Aus unserer Sicht wäre eine Auskunftspflicht zumindest schon mal ein Schritt in die richtige Richtung. Aber reicht das auch? Mit dem Aufwand der Trinkwasserversorgung werden die Wassergebühren in Zukunft weiter steigen. Und dass diese Kosten letztlich die Verbraucher zahlen müssen, ist eigentlich nicht einzusehen. Vielmehr sollte bei der Verursachung angesetzt werden. Dafür ist noch einiges an Umdenken erforderlich. Denn so sehr wir jedem und jeder ihr Schnitzel und ihren Spargel auf dem Teller gönnen: Soll der volle Preis dafür wirklich erst einige Jahre später über die Wasserrechnung bezahlt werden? Nicht nur die sprichwörtliche schwäbische Hausfrau dürfte das anders sehen.
Liebes Recht-Energisch-Team,
vielen Dank für diesen interessanten Beitrag.
Darf ich Sie nach der Rechtsgrundlage fragen, die der Zweckverband gegen die Agrarverwalting herangezogen hat?
Vielen herzlichen Dank im Voraus.
David Shaverdov
Lieber Herr Shaverdov,
das freut uns, dass Sie den Beitrag mit Gewinn gelesen haben – und vielen Dank für Ihre Nachfrage.
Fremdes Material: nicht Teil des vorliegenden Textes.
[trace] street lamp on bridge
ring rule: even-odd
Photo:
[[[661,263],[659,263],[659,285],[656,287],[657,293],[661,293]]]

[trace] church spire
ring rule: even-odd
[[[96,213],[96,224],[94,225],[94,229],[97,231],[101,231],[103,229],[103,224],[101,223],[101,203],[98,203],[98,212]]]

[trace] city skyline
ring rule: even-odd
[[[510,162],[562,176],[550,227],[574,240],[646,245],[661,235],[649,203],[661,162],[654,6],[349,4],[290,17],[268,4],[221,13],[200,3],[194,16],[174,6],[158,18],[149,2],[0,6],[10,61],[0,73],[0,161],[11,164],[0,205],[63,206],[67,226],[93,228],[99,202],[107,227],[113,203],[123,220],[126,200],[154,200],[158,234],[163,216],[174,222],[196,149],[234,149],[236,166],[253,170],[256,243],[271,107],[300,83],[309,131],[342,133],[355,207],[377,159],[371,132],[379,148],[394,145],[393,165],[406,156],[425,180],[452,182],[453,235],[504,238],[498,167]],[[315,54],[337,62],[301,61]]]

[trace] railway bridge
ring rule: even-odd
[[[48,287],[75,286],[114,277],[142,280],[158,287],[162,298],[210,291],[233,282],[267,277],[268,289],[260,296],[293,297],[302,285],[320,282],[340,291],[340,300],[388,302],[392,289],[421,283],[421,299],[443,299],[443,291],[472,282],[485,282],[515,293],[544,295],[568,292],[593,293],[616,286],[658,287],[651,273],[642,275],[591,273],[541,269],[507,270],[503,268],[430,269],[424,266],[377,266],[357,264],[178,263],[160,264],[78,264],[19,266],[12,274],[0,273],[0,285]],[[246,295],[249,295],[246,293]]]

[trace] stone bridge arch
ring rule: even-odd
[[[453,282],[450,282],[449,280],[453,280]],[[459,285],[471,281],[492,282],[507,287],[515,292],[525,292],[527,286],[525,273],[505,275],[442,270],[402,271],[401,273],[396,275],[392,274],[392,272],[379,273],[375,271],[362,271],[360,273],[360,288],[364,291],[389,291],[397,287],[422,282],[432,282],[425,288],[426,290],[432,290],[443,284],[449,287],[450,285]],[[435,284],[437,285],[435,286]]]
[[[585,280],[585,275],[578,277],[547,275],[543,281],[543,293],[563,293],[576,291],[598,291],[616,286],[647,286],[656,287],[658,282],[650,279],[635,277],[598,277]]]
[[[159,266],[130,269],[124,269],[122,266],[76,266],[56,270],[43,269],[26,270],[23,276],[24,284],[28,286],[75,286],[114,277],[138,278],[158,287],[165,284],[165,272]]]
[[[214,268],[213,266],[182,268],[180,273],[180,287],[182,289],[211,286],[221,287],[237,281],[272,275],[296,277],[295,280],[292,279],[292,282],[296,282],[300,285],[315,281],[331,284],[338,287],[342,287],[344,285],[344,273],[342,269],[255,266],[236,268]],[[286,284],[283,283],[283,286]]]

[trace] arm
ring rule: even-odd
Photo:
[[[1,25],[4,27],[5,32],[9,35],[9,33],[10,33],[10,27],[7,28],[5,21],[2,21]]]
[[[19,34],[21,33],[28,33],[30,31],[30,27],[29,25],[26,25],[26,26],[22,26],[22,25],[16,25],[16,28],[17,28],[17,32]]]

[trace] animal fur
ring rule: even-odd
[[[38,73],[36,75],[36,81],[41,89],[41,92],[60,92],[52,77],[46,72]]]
Leider liegt uns weder die Klageschrift, noch der rechtliche Standpunkt des Ministeriums vor. Aber was die Rechtsgrundlage angeht, scheint der Fall auf den ersten Blick gar nicht so kompliziert zu sein. Es geht nämlich nicht nach § 3 UIG, wo sich die Frage stellen könnte, ob die Informationen der informationspflichtigen Stelle zur Verfügung stehen. Sondern Art. 67 der Verordnung über das Inverkehrbringen von Pflanzenschutzmitteln EG/1107/2009 gewährt unmittelbar ein Recht der Trinkwasserwirtschaft auf Zugang zu den einschlägigen Informationen über die Verwendung von Pestiziden durch Landwirte. Die Landwirte müssen demnach detaillierte Aufzeichnungen (wie viel von welchem Mittel wann wo für welche Kulturpflanze verwendet wurde) vorhalten und sie auf Anfragen der zuständigen Behörde zur Verfügung stellen. Wenn Sie bei Ihren Recherchen zufällig darauf stoßen, warum das Ministerium die Informationen dennoch nicht rausgeben will, würden wir uns über Ihren kurzen Hinweis freuen!